Making up a more credible story, or making up anything at all, takes too much effort when it's this hot.

However--I did find a splendid list from LA Downtown  News that updates every downtown project you could think of, and then some. Did you know, for example, that the Hall of Justice, so often pictured in Perry Mason, is about to be reopened, twenty years after red-tagging due to the Northridge earthquake? The ribbon-cutting is in three weeks.

Updates on no less than 93 other projects--from Amp Lofts to the Wilshire Grand replacement--are included in the LA Downtown News list.

Did you know further that the Hall of Justice was made of the same stone, from the same quarry, as our City Hall? It is and the stone is Sierra Granite. That tidbit is from D. J. Waldie, who writes at KCET's website that the "inspiration for the hall's tall base and upper stories of columned walls seems to have been the tomb of King Mausoleus at Halicarnassus."

That tomb was one of the Seven Wonders of the Ancient World--it's the one I never remember. Helicarnassus stood in what is now Turkey, but the tomb was destroyed at least 800 years ago. It's middle third (in terms of height) had 36 columns with statues between them--reportedly--and that's the part that may have inspired the design of our Hall of Justice.

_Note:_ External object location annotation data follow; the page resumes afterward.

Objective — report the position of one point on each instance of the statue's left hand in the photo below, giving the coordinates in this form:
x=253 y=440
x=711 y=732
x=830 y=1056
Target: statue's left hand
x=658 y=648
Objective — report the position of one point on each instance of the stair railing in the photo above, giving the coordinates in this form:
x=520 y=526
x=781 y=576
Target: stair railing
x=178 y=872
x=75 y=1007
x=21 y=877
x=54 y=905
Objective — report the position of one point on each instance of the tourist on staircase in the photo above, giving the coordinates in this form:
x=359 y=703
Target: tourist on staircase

No one really knows what it looked like because it's in ruins now. That's one model at left, but there are many more elaborate portrayals.

To me, the building evokes the 1950s, which is silly since it went up in 1926. Blame Raymond Burr.

The KCET article is a fun read, with pictures and a brief history of the building and its famous, though transitory, residents--like Charles Manson, whose holding cell may be a historical attraction when the Hall reopens. Ghosts are mentioned, as are a local whorehouse, and mice that got high from marijuana held in the evidence room of the Sheriff's offices. If that doesn't pique your curiosity nothing will.

County offices--including the Sheriff and the District Attorney will be moving back into the Hall of Justice around the end of the year.

I'm signing off with my name. I've just learned that when this blog goes out to subscribers, the entire post appears in an email. That's great, but since the email does not include the side column showing me or my book (The Boomer Book of Christmas Memories) or picture, or any of the other features there, I was advised that I should at least sign my name so that people associate the post with me. So until next Monday--Adieu from Vickey Kall.

2 comments:

evansescent-city said...

That's quite a list! I've had my eye on the restoration of the Hall of Justice for a few years, but I had no idea the design was based on an ancient tomb.

evansescent-city said...

That's quite a list! I've had my eye on the restoration of the Hall of Justice for a few years, but I had no idea the design was based on an ancient tomb.